RESEARCHBY AI|EXPERT SCOUT· Thursday, May 28, 2026· 4 MIN READ
Omega-QVLA Cuts Robot Vision Model Memory by 71% Without Retraining
New quantization technique achieves end-to-end compression of VLA models. Real-time on-device control for embodied agents without cloud calls or mixed-precision overhead.
Omega-QVLA introduces the first training-free framework to quantize both the LLM backbone and full diffusion action head of a vision-language-action model to uniform W4A4, achieving a 71.3% reduction in static memory and surpassing FP16 baseline task success for Pi 0.5 and GR00T N1.5.
Contrary to the previous consensus that a DiT action head is unstable under uniform quantization, Omega-QVLA employs a composite SVD-Hadamard rotation to balance per-channel weight energy and disperse residual activation outliers. It also uses a per-step activation scaling table to manage dynamic-range drift across DiT denoising steps, resulting in a uniform bit width end-to-end without retraining.
The implementation varies by model family. For GR00T N1.5, the Eagle LLM backbone operates with DuQuant A2-lite at runtime with RTN, while the DiT action head is offline-packed using rotation plus RTN and a per-step act_scale_table. Pi 0.5's PaliGemma backbone uses runtime A2-lite, with the action head switching to GPTQ for offline packing. Calibration requires only 10 samples, 8 denoising steps, and a 1024-token cap. However, the build hardware is not lean, with a minimum requirement of a single NVIDIA A100 40 GB, and long LIBERO suites needing 8 GPUs and approximately three hours, compared to 30 minutes for standard suites.

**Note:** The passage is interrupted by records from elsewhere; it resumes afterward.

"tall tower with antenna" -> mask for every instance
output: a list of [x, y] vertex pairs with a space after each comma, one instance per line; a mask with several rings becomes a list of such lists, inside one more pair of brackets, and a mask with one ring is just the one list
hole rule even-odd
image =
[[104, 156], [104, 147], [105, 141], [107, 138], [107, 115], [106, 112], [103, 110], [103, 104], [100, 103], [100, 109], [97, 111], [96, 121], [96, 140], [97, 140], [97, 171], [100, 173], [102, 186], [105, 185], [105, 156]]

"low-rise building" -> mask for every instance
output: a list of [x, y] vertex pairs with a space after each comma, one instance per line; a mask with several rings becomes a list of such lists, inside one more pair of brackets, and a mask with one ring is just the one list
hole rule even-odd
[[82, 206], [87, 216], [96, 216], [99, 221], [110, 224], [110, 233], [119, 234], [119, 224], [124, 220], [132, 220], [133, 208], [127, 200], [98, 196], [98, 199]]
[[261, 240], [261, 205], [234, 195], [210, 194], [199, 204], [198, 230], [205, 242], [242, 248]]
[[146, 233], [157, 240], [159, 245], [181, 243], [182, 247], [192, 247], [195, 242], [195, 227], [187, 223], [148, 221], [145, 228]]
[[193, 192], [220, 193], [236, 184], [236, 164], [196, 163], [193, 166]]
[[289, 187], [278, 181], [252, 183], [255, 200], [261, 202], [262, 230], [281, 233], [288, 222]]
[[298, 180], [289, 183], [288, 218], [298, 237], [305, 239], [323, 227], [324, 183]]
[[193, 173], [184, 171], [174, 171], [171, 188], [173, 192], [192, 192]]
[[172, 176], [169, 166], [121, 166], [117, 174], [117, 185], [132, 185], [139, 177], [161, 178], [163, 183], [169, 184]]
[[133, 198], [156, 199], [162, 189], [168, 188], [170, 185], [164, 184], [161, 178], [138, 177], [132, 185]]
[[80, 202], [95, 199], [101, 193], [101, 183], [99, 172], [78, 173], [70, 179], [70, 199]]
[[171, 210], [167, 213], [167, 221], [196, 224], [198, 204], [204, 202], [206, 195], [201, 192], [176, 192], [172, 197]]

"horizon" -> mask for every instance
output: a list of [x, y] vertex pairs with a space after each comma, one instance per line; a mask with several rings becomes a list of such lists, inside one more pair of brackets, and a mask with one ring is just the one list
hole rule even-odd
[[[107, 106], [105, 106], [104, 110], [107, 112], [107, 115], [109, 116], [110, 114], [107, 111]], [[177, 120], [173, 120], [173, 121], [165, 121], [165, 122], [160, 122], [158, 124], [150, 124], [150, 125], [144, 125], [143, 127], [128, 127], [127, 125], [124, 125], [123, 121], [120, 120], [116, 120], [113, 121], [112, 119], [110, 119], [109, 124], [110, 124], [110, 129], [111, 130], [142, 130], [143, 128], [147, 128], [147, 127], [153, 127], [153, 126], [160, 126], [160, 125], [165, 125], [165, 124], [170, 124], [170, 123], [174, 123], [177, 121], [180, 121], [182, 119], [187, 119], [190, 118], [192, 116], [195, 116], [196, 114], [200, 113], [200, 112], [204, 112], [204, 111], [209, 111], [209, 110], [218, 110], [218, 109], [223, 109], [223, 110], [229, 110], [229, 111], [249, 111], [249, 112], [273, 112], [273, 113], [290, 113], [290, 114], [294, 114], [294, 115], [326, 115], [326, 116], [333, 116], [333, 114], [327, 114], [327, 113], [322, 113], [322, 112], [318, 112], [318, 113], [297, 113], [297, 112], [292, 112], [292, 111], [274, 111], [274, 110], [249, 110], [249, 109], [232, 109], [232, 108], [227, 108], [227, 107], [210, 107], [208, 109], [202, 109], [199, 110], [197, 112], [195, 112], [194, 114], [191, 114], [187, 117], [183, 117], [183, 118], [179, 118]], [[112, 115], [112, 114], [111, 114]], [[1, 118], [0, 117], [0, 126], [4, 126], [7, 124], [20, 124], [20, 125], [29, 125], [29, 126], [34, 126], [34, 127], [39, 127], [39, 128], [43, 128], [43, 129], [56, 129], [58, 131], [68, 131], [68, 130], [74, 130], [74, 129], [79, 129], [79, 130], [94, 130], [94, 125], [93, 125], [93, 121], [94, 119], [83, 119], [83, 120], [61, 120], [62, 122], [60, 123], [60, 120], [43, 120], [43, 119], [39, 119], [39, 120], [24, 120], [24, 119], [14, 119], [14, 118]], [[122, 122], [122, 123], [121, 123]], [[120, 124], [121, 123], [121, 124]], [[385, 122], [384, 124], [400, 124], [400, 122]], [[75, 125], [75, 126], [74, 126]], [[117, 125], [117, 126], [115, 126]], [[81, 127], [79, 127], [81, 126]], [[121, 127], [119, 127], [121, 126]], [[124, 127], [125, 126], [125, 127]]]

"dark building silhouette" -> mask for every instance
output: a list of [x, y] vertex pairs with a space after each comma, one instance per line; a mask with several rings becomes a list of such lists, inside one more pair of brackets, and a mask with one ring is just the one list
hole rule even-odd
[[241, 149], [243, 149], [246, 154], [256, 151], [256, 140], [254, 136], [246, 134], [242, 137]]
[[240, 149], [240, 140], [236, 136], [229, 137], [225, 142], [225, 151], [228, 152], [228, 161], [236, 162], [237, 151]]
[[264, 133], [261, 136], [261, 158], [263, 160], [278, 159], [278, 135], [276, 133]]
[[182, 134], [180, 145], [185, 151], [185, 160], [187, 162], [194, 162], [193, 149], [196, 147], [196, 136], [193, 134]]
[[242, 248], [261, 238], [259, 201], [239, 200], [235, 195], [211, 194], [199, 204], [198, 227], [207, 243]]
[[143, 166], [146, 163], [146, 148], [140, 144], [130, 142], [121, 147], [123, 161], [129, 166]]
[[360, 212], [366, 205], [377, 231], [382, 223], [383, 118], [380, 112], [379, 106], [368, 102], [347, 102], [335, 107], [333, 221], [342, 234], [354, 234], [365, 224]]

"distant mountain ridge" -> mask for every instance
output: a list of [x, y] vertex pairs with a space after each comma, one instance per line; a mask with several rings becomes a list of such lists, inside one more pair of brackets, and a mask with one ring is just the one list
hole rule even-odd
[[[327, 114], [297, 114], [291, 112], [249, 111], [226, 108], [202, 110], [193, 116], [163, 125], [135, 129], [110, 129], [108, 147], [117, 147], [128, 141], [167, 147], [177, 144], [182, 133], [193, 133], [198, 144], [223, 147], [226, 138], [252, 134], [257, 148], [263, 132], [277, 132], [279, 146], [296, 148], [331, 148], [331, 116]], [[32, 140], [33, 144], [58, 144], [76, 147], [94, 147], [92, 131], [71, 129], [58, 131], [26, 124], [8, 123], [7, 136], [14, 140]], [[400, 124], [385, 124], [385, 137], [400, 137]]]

On LIBERO, the quantized Pi 0.5 achieves 98.0% task success against a 97.1% FP16 reference; GR00T N1.5 scores 87.8% against 87.0% FP16. The closest competing uniform-quantization entry, QuantVLA, reaches only 95.3% on Pi 0.5 at W4A4—2.7 percentage points behind Omega-QVLA—and is effectively tied on GR00T N1.5 at roughly 88%. The paper does not provide edge-inference metrics such as on-device latency, control-loop Hz, or wattage data. While the 71.3% memory reduction suggests real-time on-device control feasibility, architects must still bake the quantized tables on data-center A100s before porting to an edge SoC.

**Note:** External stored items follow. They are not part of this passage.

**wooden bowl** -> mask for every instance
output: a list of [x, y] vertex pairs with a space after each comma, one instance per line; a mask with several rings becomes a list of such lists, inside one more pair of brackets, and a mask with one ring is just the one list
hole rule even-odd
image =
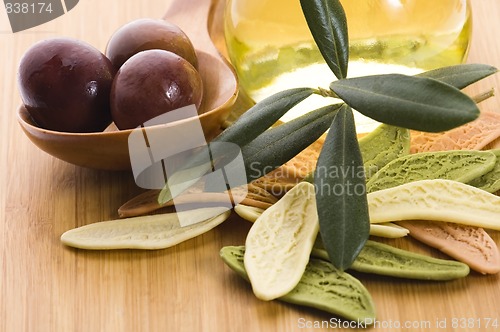
[[[238, 83], [232, 68], [220, 57], [199, 51], [199, 72], [203, 80], [203, 102], [198, 119], [208, 140], [214, 138], [234, 104]], [[193, 118], [196, 119], [196, 118]], [[68, 163], [101, 170], [130, 170], [128, 137], [133, 129], [117, 130], [111, 125], [104, 132], [68, 133], [38, 127], [21, 106], [18, 121], [28, 138], [40, 149]], [[184, 120], [186, 121], [186, 120]], [[169, 130], [176, 123], [149, 127]]]

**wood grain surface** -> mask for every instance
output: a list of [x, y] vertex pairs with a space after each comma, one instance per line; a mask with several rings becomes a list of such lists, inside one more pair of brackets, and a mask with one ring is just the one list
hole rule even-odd
[[[0, 9], [0, 331], [321, 331], [304, 328], [331, 316], [256, 299], [219, 258], [244, 243], [249, 224], [232, 217], [215, 230], [159, 251], [83, 251], [64, 247], [71, 228], [117, 216], [140, 190], [126, 172], [79, 168], [38, 150], [16, 121], [19, 60], [38, 40], [84, 39], [104, 50], [120, 25], [161, 17], [168, 0], [85, 0], [68, 14], [12, 34]], [[500, 1], [472, 0], [469, 62], [500, 67]], [[217, 31], [217, 29], [215, 30]], [[220, 41], [220, 35], [219, 39]], [[500, 89], [500, 74], [471, 94]], [[481, 104], [500, 110], [500, 97]], [[500, 234], [493, 233], [500, 243]], [[396, 245], [442, 257], [410, 239]], [[500, 277], [477, 273], [451, 282], [415, 282], [358, 275], [372, 293], [376, 331], [494, 331], [500, 324]], [[453, 319], [471, 319], [452, 328]], [[335, 323], [335, 320], [329, 321]], [[439, 328], [446, 323], [446, 328]], [[398, 328], [409, 323], [412, 328]], [[481, 326], [479, 326], [481, 324]], [[500, 327], [497, 328], [500, 330]]]

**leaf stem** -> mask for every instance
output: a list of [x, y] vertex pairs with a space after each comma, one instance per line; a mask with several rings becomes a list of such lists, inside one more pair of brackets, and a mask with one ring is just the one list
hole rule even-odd
[[331, 98], [340, 99], [340, 97], [331, 89], [325, 89], [322, 87], [318, 87], [317, 89], [314, 90], [313, 93], [320, 95], [322, 97], [325, 97], [325, 98], [331, 97]]
[[481, 92], [481, 93], [475, 95], [474, 97], [472, 97], [472, 100], [476, 104], [479, 104], [479, 103], [485, 101], [486, 99], [489, 99], [489, 98], [494, 97], [494, 96], [495, 96], [495, 88], [491, 88], [488, 91]]

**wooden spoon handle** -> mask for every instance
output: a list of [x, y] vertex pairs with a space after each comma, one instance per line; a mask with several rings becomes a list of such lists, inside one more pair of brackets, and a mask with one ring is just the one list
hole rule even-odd
[[163, 206], [158, 203], [159, 190], [148, 190], [118, 208], [120, 218], [135, 217], [145, 215], [161, 209]]
[[163, 18], [178, 25], [197, 50], [220, 57], [208, 33], [208, 22], [215, 5], [213, 0], [170, 0]]

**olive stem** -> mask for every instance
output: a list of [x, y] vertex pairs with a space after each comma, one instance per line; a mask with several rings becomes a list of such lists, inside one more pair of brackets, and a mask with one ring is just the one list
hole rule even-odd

FIG. 02Task success rates (%) on LIBERO: Omega-QVLA quantized vs. FP16 baseline and QuantVLA competitor. Both models maintain ≥97% of original performance post-quantization.— Omega-QVLA paper (arXiv:2605.28803), QuantVLA paper (arXiv:2602.20309)

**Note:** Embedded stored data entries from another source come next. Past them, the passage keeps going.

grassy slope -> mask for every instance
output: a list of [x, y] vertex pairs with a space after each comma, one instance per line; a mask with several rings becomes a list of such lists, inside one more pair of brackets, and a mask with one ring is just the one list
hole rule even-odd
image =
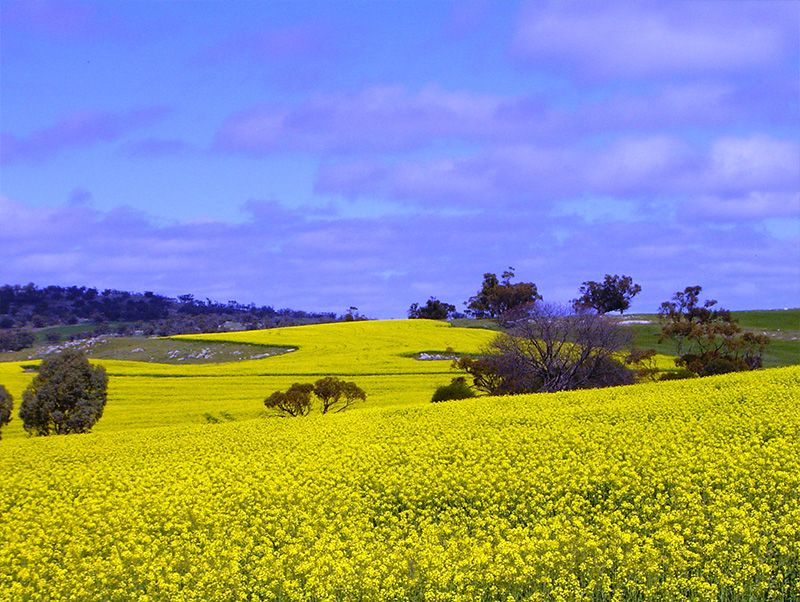
[[456, 328], [433, 320], [370, 320], [174, 338], [297, 347], [295, 353], [270, 360], [269, 372], [354, 375], [440, 372], [443, 362], [420, 362], [408, 356], [447, 348], [475, 352], [494, 336], [484, 329]]

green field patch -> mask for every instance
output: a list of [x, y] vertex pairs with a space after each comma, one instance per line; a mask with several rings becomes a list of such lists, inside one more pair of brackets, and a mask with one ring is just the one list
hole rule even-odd
[[64, 349], [79, 349], [92, 359], [157, 364], [214, 364], [263, 359], [293, 351], [291, 346], [231, 343], [219, 340], [180, 340], [163, 337], [99, 335], [76, 341], [37, 345], [32, 349], [0, 353], [0, 361], [42, 359]]
[[800, 331], [800, 309], [757, 309], [731, 313], [742, 328]]
[[[774, 309], [731, 312], [745, 330], [765, 334], [770, 344], [764, 351], [764, 367], [777, 368], [800, 364], [800, 309]], [[661, 324], [658, 314], [622, 316], [620, 323], [631, 330], [634, 343], [640, 349], [655, 349], [664, 355], [674, 355], [671, 341], [659, 341]], [[648, 322], [637, 324], [635, 322]]]

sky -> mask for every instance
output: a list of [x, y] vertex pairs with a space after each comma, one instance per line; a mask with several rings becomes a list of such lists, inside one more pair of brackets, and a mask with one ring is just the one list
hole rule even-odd
[[800, 306], [800, 2], [0, 0], [0, 284]]

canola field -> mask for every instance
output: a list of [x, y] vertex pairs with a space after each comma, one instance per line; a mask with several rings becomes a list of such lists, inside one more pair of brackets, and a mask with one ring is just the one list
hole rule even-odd
[[[234, 336], [275, 335], [304, 348], [298, 333]], [[437, 362], [390, 353], [391, 341], [371, 356], [368, 338], [355, 344], [363, 365], [338, 374], [449, 380]], [[420, 341], [398, 352], [443, 350]], [[296, 380], [290, 356], [198, 376], [196, 390]], [[259, 376], [278, 360], [289, 363]], [[375, 376], [370, 362], [393, 372]], [[417, 364], [431, 373], [408, 371]], [[112, 370], [148, 383], [149, 411], [159, 383], [214, 367], [121, 376], [134, 368]], [[136, 424], [135, 405], [123, 412], [131, 388], [89, 435], [4, 434], [0, 600], [800, 596], [800, 367], [405, 406], [395, 389], [396, 403], [341, 414], [216, 424], [181, 414], [187, 392], [167, 393], [177, 408], [165, 426]]]
[[[431, 320], [386, 320], [174, 337], [295, 351], [202, 365], [92, 360], [109, 374], [108, 405], [94, 431], [264, 417], [263, 401], [270, 393], [322, 376], [355, 381], [367, 392], [368, 407], [424, 404], [456, 373], [450, 360], [416, 359], [421, 352], [444, 353], [452, 348], [476, 353], [496, 334]], [[35, 363], [0, 362], [0, 384], [17, 404], [33, 378], [23, 368]], [[14, 420], [3, 429], [3, 439], [17, 437], [25, 433], [20, 421]]]

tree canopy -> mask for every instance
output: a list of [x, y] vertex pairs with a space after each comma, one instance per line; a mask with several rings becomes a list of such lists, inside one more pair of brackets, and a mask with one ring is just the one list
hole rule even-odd
[[497, 319], [509, 310], [542, 298], [533, 282], [512, 283], [514, 276], [512, 267], [500, 278], [489, 272], [484, 274], [481, 289], [467, 301], [467, 314], [474, 318]]
[[356, 383], [335, 376], [326, 376], [315, 382], [314, 395], [322, 403], [323, 414], [333, 408], [336, 408], [336, 412], [342, 412], [356, 401], [367, 399], [367, 394]]
[[408, 317], [412, 319], [447, 320], [455, 313], [455, 305], [439, 301], [436, 297], [428, 299], [423, 306], [413, 303], [408, 308]]
[[642, 291], [630, 276], [606, 274], [603, 282], [589, 280], [581, 286], [580, 297], [573, 301], [575, 307], [592, 308], [605, 314], [618, 311], [620, 314], [631, 306], [631, 299]]
[[284, 416], [305, 416], [311, 411], [311, 393], [314, 385], [294, 383], [285, 392], [275, 391], [264, 400], [264, 405]]
[[19, 417], [32, 435], [87, 433], [103, 415], [107, 390], [105, 368], [70, 349], [42, 361], [22, 394]]
[[[226, 303], [196, 299], [192, 294], [177, 298], [152, 291], [143, 293], [98, 290], [85, 286], [46, 286], [35, 284], [0, 286], [0, 351], [28, 347], [33, 339], [23, 339], [20, 329], [54, 325], [86, 324], [87, 332], [111, 328], [146, 334], [177, 334], [226, 330], [238, 322], [248, 328], [292, 326], [310, 322], [332, 322], [336, 314], [310, 313], [292, 309], [257, 307], [234, 300]], [[120, 322], [124, 324], [120, 324]], [[14, 329], [3, 333], [3, 330]], [[27, 335], [24, 335], [27, 336]]]
[[307, 416], [313, 409], [314, 395], [320, 401], [320, 411], [342, 412], [357, 401], [366, 401], [367, 394], [356, 383], [336, 376], [325, 376], [311, 383], [294, 383], [285, 392], [275, 391], [264, 405], [282, 416]]

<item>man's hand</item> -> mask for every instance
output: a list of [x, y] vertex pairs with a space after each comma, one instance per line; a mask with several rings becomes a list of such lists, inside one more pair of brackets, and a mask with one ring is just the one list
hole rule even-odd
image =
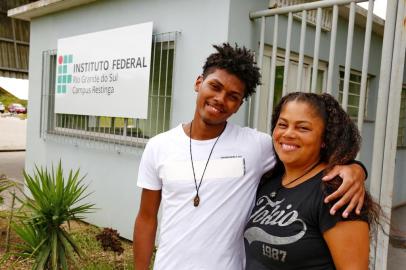
[[335, 192], [324, 199], [325, 203], [339, 199], [331, 208], [330, 214], [334, 215], [338, 209], [348, 204], [347, 208], [343, 211], [343, 217], [347, 218], [355, 207], [355, 213], [359, 215], [365, 196], [364, 181], [366, 175], [364, 169], [356, 163], [337, 165], [323, 177], [323, 180], [329, 181], [337, 175], [343, 179], [343, 183]]

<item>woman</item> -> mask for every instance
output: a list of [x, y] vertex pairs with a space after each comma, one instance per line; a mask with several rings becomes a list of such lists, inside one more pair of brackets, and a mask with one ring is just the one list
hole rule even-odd
[[[340, 179], [321, 178], [353, 160], [358, 129], [328, 94], [291, 93], [272, 117], [276, 167], [265, 175], [246, 226], [246, 269], [368, 269], [369, 195], [360, 216], [343, 219], [323, 203]], [[327, 186], [328, 185], [328, 186]]]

Integration friction is a hidden cost. The repository maintains separate conda environments—`custon_asr` for GR00T and `openpi` for Pi 0.5—and the PTQ recipe changes activation quantization modes between RTN and GPTQ depending on the action head. The per-step scaling table introduces runtime coupling to the DiT denoising schedule; a step-count mismatch or table truncation becomes a new failure mode. The eval is weighted toward LIBERO simulation, with limited real-world manipulation reported, leaving open questions about behavior under out-of-distribution visuals or long-horizon drift.